Os 25 residentes na Estalagem São Jorge (em Pêra), provenientes das ex-colónias portuguesas em África e que ali residem há cerca de 25 anos, deverão todos deixar estas instalações até ao final deste ano, de acordo com declarações de uma fonte da Segurança Social.

Este compromisso foi assumido pelo responsável algarvio deste organismo e o proprietário da estalagem já foi notificado, estando ao corrente de que todos os residentes serão instalados noutros lugares.

Esta situação que já se arrasta, como já referimos, há pelo menos 25 anos (desde a descolonização, que se deu logo após o 25 de Abril de 1974) preocupava os responsáveis pela Segurança Social algarvia desde 1996, altura em que tomaram posse. Nesse mesmo ano, iniciou-se um processo de acompanhamento das pessoas que residiam neste espaço da freguesia de Pêra, para determinar quais as suas condições socio-económicas, familiares e profissionais. Nessa altura, estavam na Estalagem mais de 30 pessoas. Algumas foram retiradas para lares de idosos e outras foram residir com familiares.

No entanto, desde 1996 até à presente data, a situação não foi totalmente resolvida, pois muitas destas pessoas têm já uma idade muito avançada e outros têm dificuldades financeiras sérias, que colocam muitos obstáculos à sua reinstalação noutro tipo de habitação, pois muitos não teriam como pagar as rendas de casa que actualmente são normais.

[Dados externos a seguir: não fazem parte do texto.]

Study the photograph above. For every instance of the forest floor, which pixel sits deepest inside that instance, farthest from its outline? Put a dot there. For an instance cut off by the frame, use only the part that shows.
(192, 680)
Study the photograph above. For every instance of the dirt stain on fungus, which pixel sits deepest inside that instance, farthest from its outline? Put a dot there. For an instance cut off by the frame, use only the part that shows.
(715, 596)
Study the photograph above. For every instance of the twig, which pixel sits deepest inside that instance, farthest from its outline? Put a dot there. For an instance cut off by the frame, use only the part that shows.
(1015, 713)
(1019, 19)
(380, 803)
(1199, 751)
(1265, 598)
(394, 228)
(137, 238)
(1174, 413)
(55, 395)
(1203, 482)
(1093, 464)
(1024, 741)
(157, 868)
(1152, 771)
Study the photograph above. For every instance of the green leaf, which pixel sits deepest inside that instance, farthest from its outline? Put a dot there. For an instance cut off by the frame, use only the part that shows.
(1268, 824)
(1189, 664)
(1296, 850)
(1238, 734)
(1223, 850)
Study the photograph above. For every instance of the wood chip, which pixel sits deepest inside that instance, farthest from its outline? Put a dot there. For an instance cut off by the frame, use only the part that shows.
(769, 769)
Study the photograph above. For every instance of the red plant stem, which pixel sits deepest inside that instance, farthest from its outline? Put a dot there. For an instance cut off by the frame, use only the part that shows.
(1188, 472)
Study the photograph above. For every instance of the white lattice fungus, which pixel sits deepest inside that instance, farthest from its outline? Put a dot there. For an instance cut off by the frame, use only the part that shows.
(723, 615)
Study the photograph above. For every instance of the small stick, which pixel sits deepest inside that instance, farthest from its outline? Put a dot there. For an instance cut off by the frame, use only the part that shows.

A Assistência Social, segundo a mesma fonte, tem alguns protocolos estabelecidos com as Câmaras Municipais de Albufeira e de Silves (os municípios das áreas onde trabalham os moradores da Estalagem) para a criação de habitação social para estas pessoas, mas até à data, ainda não se conseguiu que estes acordos se materializassem. No entanto, este organismo está determinado a pôr um fim neste problema e até ao final do ano, mesmo que as casas de habitação social não surjam, todas estas pessoas serão alojadas em habitações alugadas (consoante os preços do mercado) ou em lares e receberão uma comparticipação da Segurança Social, maior ou menor, de acordo com os rendimentos de cada um.